In an email to his supporters Obama said that he would lay out proposals to help students and families cope with tuitions that have tripled in the the last three decades, leaving the average student with about $26,000 in loan debt.
“To create a better bargain for the middle class, we have to fundamentally rethink about how higher education is paid for in this country,” he wrote. “We’ve got to shake up the current system.”
Though the president did not give any hints about his proposals, the White House intimated that using federal aid as an incentive for schools to stick to budgets might be a part of the plan. During the 2012 campaign Obama put forth several suggestions on the topic, including decreasing federal aid to schools that did not keep a lid on costs.

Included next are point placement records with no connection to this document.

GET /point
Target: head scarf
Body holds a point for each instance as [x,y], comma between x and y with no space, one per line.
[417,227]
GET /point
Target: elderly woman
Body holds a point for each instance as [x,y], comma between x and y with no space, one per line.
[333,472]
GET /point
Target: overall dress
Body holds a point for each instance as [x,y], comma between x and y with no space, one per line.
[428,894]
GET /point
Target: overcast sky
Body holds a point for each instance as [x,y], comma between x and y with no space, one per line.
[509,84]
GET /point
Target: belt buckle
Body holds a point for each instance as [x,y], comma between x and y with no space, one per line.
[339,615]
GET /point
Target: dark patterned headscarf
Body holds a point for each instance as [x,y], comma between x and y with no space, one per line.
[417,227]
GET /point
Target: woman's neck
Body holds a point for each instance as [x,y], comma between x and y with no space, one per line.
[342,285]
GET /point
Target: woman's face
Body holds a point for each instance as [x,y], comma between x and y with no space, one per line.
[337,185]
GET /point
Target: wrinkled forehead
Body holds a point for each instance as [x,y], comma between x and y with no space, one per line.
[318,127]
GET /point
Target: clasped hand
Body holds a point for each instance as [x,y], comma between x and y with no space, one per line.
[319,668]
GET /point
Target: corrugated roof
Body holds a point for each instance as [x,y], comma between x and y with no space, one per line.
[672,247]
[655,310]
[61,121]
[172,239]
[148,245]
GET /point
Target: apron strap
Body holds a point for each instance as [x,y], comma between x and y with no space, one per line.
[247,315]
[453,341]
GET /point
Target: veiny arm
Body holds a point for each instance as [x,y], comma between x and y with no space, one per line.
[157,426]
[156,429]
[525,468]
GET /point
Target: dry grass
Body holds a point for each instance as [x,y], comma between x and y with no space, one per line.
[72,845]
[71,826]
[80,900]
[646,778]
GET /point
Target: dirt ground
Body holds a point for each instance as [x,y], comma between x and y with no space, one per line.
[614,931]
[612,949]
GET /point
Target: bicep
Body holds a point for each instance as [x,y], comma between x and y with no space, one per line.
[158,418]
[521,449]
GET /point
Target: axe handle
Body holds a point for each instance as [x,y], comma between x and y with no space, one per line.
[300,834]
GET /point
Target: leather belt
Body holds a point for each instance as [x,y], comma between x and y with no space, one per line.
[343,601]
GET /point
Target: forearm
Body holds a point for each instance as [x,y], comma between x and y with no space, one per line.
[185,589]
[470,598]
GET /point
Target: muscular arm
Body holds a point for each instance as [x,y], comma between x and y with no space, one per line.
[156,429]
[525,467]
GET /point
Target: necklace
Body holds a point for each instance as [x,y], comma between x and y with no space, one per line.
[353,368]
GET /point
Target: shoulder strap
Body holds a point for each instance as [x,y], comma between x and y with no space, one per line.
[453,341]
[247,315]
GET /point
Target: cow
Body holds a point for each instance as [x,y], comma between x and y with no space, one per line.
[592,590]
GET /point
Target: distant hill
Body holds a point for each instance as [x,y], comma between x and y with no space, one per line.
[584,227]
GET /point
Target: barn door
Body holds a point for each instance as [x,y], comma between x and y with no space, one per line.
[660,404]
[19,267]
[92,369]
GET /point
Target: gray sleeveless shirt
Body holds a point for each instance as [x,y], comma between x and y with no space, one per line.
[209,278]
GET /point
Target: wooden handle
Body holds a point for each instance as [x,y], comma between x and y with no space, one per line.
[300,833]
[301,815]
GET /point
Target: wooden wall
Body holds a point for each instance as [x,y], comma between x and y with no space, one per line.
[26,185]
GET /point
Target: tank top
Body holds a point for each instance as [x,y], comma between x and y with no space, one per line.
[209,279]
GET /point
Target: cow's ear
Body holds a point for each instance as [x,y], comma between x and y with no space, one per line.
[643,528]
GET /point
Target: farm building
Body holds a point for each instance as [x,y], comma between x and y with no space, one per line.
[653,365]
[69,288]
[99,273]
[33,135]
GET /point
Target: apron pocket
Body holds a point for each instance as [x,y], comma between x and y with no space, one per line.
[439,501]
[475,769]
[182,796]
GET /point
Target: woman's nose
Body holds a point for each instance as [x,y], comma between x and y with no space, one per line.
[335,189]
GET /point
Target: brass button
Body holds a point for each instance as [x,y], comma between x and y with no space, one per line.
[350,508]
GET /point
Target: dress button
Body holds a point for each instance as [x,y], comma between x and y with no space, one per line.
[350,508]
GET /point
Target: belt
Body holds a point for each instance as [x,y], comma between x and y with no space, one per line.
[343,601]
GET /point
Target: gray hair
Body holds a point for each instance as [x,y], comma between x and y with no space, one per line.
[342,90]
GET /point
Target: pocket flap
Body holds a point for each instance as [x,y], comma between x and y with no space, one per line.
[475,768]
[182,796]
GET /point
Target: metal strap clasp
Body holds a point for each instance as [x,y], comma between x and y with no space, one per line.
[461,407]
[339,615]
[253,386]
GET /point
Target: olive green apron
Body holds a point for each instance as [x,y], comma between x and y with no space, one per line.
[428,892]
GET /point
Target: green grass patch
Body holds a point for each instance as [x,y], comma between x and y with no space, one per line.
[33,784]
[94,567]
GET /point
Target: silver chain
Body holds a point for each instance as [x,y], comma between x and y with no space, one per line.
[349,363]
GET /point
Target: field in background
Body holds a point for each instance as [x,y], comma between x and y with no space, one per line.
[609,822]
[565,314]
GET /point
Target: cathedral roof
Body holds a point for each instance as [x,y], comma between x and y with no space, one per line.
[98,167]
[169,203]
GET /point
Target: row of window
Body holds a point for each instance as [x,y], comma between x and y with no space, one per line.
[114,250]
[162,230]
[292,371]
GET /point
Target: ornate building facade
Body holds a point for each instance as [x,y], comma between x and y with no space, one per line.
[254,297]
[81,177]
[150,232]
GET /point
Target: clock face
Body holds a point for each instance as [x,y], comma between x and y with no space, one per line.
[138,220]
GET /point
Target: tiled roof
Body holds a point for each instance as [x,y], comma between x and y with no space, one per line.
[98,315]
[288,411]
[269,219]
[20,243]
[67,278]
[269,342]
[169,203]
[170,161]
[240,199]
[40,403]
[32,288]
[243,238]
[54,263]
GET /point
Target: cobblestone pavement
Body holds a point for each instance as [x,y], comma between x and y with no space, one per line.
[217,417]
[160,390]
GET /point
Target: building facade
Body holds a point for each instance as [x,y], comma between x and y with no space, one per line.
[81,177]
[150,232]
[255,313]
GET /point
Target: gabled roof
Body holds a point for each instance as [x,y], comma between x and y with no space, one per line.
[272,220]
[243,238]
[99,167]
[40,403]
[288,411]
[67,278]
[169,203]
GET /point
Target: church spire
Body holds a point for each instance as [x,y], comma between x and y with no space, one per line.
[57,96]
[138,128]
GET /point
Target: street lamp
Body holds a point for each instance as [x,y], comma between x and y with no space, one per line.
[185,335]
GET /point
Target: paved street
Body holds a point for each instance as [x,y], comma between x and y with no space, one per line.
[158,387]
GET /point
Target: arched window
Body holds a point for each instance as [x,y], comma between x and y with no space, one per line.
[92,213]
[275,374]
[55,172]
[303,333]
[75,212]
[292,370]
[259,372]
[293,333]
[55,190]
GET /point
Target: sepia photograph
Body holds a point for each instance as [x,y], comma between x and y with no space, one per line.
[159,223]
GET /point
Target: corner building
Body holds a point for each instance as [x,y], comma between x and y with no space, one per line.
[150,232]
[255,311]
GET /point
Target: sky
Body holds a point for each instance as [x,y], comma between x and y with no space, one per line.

White House spokesman, Josh Earnest said that this week's proposals "would go beyond what the president rolled out” previously. President Obama will unveil his new proposals for reigning in the nation's higher education institutions during a two-day bus tour that will take him through upstate New York and Pennsylvania and include several town hall style meetings at local colleges and universities.
Earnest says that the new proposals won't make everyone happy, but are aimed at helping the middle class achieve the dream of a college education without burying themselves or their parents in debt.
Critics are unclear of how a new plan would work — or how legislation would get passed anytime soon. Most changes that would allow for some leeway in federal aid to colleges would require Congressional approval, a daunting and largely fruitless task in recent years. And for plans that wouldn't require Congressional approval, the change would be so small that it's unlikely to have much of an impact.